Kini disebutkan yang merupakan cudamani yakni beliau Mpu Kamareka telah banyak mempunyai keturunan dan beliau semakin tua, telah bersiap-siap dalam hati. Pada hari yang baik semua putra-putranya dikumpulkan beliau bermaksud memberikan wejangan menjelang kembali kea lam sepi dan inilah ucapan beliau “ Anakku dan para cucuku kesemuanya, dengarkanlah kata-kataku, karena wajahku segera meninggalkan kalian kembali kea lam sepi, karena telah cukup umur ayahanda di dunia ini. Pada datangnya hari bulan purnama sasih kartika dan setelah selesai upacaranya, kalian kesemuanya agar mendirikan kahyangan untuk mendudukkan Sang Hyang Tripurusa, terutamanya Sanghyang Suci Nirmala. Dan untukku, buatkanlah bebaturan. Adapun kalian jika telah usai mendirikan Parhyangan dan Bebaturan, inilah penjelasannya  Sang Hyang Dwipala dan stananya Batara Hyang suci yang bergelar Sanghyang Taya. Yang disebut Sanghyang Tripurusa adalah Batara Brahma, Batara Wisnu dan Batara Iswara. Dan tentang stananya ibu pertiwi pada saat bertemu dengan Sanghyang Akasa, itulah yang dinamakan paibon. Akan tetapi aku yang lebih dahulu dibuatkan bebaturan dimana hal itu disebut memuja roh. Demikianlah jangan dilupakan  Lagipula jika telah selesai kalian mengupacarakan Kahyangan, jangan sampai dilupakan melakukan upacara yadnya beserta semua bentuk upacaranya serta sungsung bersama para keturunanmu sampai kemudian hari nanti terus-menerus hari yang akan datang, maka kalian akan mendapatkan keselamatan.

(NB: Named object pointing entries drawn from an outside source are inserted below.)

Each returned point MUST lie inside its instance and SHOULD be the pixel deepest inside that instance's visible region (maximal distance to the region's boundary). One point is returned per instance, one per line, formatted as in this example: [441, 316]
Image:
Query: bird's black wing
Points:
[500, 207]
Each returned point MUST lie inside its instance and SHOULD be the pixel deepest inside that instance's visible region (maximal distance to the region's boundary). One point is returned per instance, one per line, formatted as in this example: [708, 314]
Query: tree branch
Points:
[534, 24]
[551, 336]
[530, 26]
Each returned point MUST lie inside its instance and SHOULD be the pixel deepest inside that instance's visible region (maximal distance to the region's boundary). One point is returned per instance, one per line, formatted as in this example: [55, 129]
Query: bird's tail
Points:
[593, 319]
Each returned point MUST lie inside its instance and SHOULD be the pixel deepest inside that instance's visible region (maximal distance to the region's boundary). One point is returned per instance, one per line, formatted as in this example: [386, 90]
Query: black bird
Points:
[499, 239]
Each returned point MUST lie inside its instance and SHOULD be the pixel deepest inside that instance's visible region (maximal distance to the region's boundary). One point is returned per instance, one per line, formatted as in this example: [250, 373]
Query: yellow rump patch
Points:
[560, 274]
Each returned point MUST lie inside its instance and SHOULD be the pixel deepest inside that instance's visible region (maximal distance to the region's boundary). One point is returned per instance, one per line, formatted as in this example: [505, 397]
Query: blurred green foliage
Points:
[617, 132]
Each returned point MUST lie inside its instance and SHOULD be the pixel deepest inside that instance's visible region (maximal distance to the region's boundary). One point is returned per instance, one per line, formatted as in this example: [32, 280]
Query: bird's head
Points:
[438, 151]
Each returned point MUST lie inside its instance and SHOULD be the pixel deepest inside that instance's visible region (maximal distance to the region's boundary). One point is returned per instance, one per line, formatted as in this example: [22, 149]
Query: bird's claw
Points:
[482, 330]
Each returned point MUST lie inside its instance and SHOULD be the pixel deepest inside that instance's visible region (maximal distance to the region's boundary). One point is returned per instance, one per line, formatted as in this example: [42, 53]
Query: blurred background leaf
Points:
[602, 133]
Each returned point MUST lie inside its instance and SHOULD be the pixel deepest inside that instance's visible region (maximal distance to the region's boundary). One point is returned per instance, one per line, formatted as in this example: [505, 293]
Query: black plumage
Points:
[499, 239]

Katakanlah kepada para keturunanmu walau dimanapun mereka berada atau di beberapa penjuru desa yang jauh dan yang dekat, agar pada datang menghaturkan wali pada hari bulan mati sasih Kedasa, jangan tiada menepati waktunya. Dan jika ada para keturunanmu yang tiada melaksanakan apa yang telah menjadi kebajikannya, mereka itu bukan keturunanmu, mereka disebut “ ngutang sasana “. Mudah-mudahan mereka mendapatkan kutukan dariku, agar banyak pekerjaan kekurangan pangan, kemanapun mereka pergi tiada mendapat keselamatan tumbuh-tumbuh terpenggal, demikianlah jangan dilupakan oleh kalian. Ada lagi yang harus kalian ketahui, dikemudian hari nanti jika ada pohon kayu yang tumbuh di dalam Kahyangan yang hitam warna pohonnya, itu merupakan tanda dariku yang telah berperujudan sekala-niskala yang telah berkedudukan disana, berperujudan Sanghyang Jagatkarana kalau telah ada pohon kayu hitam yang tumbuh dalam pura tersebut dinamakan Pura Kayu Selem, demikianlah jangan dilupakan. Seperti di Gwasong, jika ada pohon beringin tumbuh, itu meruapakan tanda-tandaku bahwa di tempat itu menyikan dahulu, dari tempat itu wajahmu mendapatkan ke sidian yang sempurna untuk para keturunanku keseluruhannya, mudah-mudahan kalian tiada kekurangan pangan dan selalu menemukan kesejahteraan serta kekuasaan yang luas “ dinto dinto, wastu, 3, paripurna ya “. Inilah tata cara untuk menghaturkan widi wedana antara lain : suci asoroh serba hitam, itik hitam jambul mulus disertai dengan guru piduka, dipersembahkan kepada Batara Wisnu disertai dengan pemujaannya. Jangan dilupakan apa yang menjadi nasehatku.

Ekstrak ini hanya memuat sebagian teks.